Intergranular corrosion of TiNb-microalloyed martensitic stainless steels processed by quenching and partitioning

Abstract

This study investigates the localised corrosion mechanisms in laboratory-processed Q&P-treated martensitic stainless steels. Two steel variants, one NbTi-free (alloy B) and the other micro-alloyed with Nb and Ti (alloy M) were investigated to elucidate the influence of microalloying on corrosion behaviour. Both NbTi-free and NbTi-micro alloyed martensitic stainless steels were examined using a combination of electrochemical methods (potentiodynamic polarisation and double-loop electrochemical potentiokinetic reactivation) and microstructural analysis (Transmission Electron Microscopy and scanning Kelvin probe force microscopy). Potentiodynamic polarisation results showed no significant differences between the alloys and no clear evidence of pitting corrosion. Optical analysis of the specimens showed preferential attack at grain boundaries. Double-loop electrochemical potentiokinetic reactivation measurements revealed a higher degree of sensitisation to intergranular corrosion in the microalloyed steel compared to the NbTi-free variant. Transmission Electron Microscopy showed that intergranular corrosion in both steels originated from chromium depletion zones adjacent to chromium carbides along grain boundaries.
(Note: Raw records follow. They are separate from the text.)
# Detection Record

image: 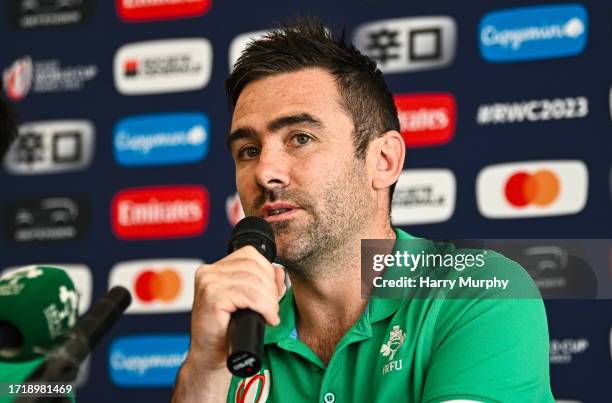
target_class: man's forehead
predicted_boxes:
[232,69,339,126]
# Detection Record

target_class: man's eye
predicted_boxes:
[238,146,259,159]
[293,133,312,145]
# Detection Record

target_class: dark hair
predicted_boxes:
[0,97,17,161]
[225,17,399,211]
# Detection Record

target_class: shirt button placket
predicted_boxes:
[323,392,336,403]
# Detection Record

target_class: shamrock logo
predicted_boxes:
[380,325,406,361]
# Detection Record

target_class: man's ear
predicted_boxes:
[368,130,406,190]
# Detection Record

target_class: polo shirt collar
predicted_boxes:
[264,228,418,344]
[368,228,417,323]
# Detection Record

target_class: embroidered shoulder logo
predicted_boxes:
[380,325,406,361]
[380,325,406,375]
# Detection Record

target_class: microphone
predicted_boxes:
[227,217,276,378]
[0,266,78,362]
[26,286,132,382]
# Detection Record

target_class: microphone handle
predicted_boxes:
[227,309,265,378]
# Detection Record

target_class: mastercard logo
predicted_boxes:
[476,160,589,219]
[504,169,561,207]
[108,258,198,314]
[134,268,182,303]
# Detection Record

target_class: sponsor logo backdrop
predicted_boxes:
[0,0,612,403]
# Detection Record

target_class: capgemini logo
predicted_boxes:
[563,18,585,38]
[479,4,588,62]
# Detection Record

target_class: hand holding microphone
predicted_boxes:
[187,217,285,376]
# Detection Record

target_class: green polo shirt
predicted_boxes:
[227,230,554,403]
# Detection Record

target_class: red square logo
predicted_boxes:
[115,0,212,22]
[394,93,457,147]
[111,185,210,239]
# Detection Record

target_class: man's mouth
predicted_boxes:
[260,203,299,222]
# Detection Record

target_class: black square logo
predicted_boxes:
[408,28,442,61]
[52,131,83,163]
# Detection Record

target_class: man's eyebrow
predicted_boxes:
[227,128,257,149]
[227,113,324,149]
[268,113,323,132]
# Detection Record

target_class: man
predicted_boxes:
[173,18,553,403]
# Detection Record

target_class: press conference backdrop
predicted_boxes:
[0,0,612,403]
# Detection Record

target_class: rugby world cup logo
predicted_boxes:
[234,369,272,403]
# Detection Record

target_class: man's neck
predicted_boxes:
[291,226,396,363]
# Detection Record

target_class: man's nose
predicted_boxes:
[255,147,290,189]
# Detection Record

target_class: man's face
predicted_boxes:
[229,69,374,276]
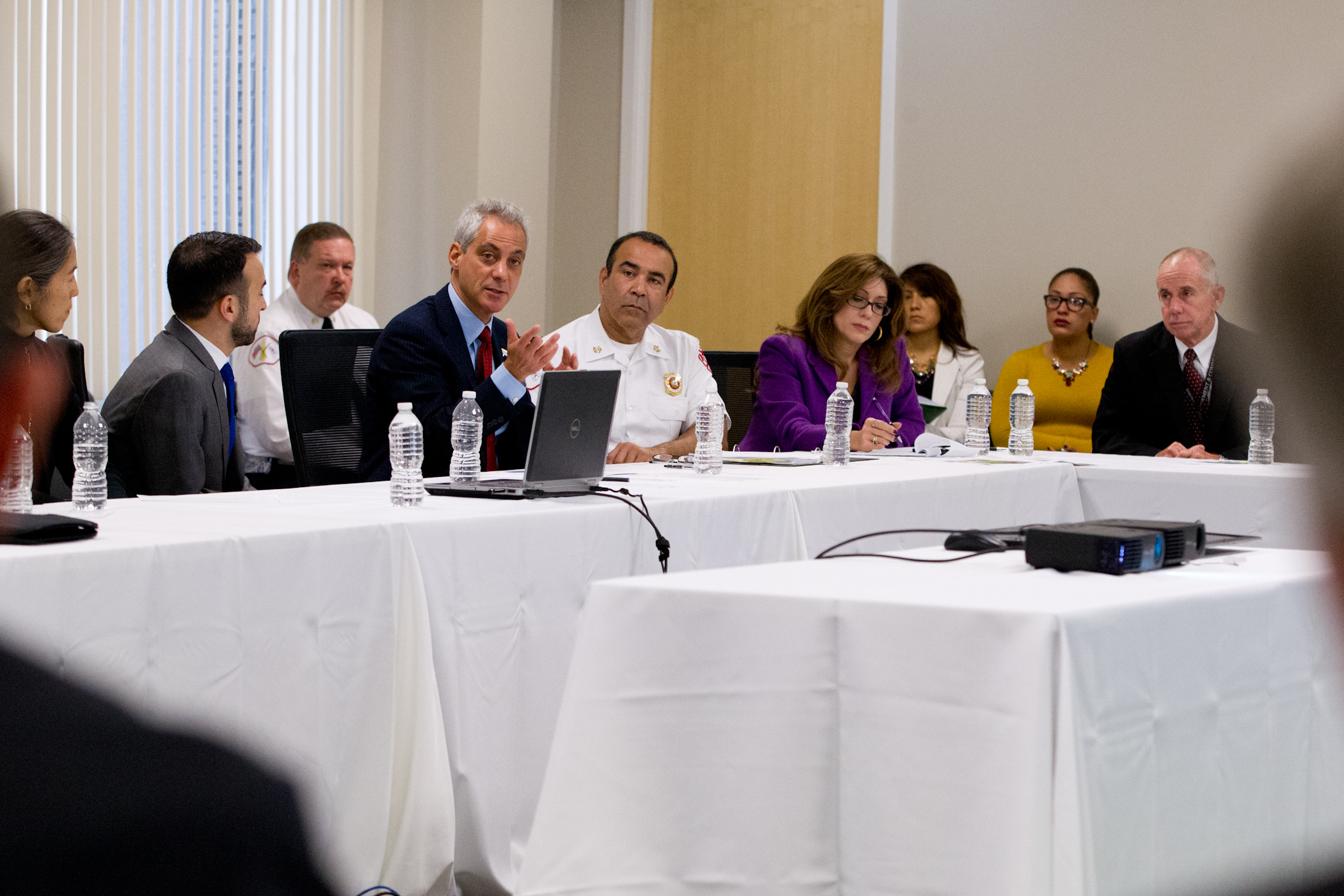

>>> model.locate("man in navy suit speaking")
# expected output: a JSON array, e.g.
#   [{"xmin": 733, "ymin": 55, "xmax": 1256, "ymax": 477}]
[{"xmin": 360, "ymin": 199, "xmax": 577, "ymax": 481}]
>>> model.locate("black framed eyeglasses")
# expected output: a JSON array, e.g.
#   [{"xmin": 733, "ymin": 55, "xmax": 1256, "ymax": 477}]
[
  {"xmin": 847, "ymin": 296, "xmax": 891, "ymax": 317},
  {"xmin": 1046, "ymin": 296, "xmax": 1097, "ymax": 312}
]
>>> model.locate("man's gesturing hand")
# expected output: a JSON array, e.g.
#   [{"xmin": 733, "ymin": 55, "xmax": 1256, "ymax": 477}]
[{"xmin": 504, "ymin": 320, "xmax": 574, "ymax": 383}]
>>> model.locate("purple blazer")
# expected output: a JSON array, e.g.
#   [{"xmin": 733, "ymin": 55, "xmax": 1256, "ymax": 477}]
[{"xmin": 739, "ymin": 333, "xmax": 924, "ymax": 451}]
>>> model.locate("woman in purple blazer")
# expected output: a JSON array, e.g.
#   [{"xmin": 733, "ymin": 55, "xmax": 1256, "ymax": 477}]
[{"xmin": 739, "ymin": 254, "xmax": 924, "ymax": 451}]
The increased susceptibility in the microalloyed steel was linked to the presence of TiN(Nb) particles. Scanning Kelvin probe force microscopy further revealed variations in surface potential at grain boundary precipitates and depleted zones, emphasising their role in intergranular corrosion initiation. These findings emphasise the critical influence of processing routes on the corrosion mechanisms of Q&P-treated martensitic stainless steel.